Spieltrieb
2009 kam die japanische Firma Konami mit Love-Plus, einem Computerspiel aus dem Romance Simulation Genre, auf den Markt. Love-Plus unterschied sich von den Vorgängerspielen durch eine andere Zielsetzung. Die Traumfrau zu erobern war nun nicht mehr Ziel sondern lediglich eine Spieletappe.
Die eigentliche Herausforderung bestand ab jetzt darin, mit der Spielfigur
eine stabile Beziehung zu führen.
Die Spielerfinder prägten dafür einen Begriff Augmented Reality – erweiterte Realität.

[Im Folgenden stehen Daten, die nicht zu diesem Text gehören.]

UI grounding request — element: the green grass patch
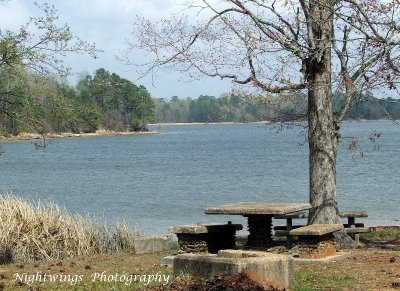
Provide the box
[360,227,400,241]
[290,269,357,291]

Fuhr man ehemals noch mit seiner Software - Geliebten in der Hosentasche zu einem Romantikwochenende in den japanischen Badeort Atami, so bieten heute sogenannte Assistenzsysteme Wege aus der Einsamkeit. Computersyteme wie Siri und Alexa, die in Europa als Unterstützung in der häuslichen und beruflichen Umgebung eingesetzt werden, dominieren in Japan als Hologramm in einer Glasbox zahllose japanische Männerhaushalte.
Im Jahr 2018 heiratete der 3500.te Japaner sein Hologramm.
Die japanische Frau hingegen träumt weiterhin von einem Mann aus Fleisch und Blut. Angesichts der Konkurrenz von maßgeschneiderten Hologrammen und lebensechten Sexpuppen wird es zunehmend schwieriger für die unverheiratete Japanerin, einen Partner fürs Leben zu finden.
Diesem Problem hat sich seit einigen Jahren eine Agentur in Kyoto angenommen. Ihr Geschäftsmodell ist die professionelle Organisation einer Heirat – mit sich selbst. Dieser Service, der von der Beratung fürs Hochzeitskleid, über das Makeup, Haarstyling und Fotoshooting bis hin zum Limousinenfahrer reicht, erfreut sich zunehmender Beliebtheit.
Die Kundinnen sind glücklich einmal Braut gewesen zu sein.
Das professionelle Foto ist damit die Trophäe des schönsten Tages ihres Lebens.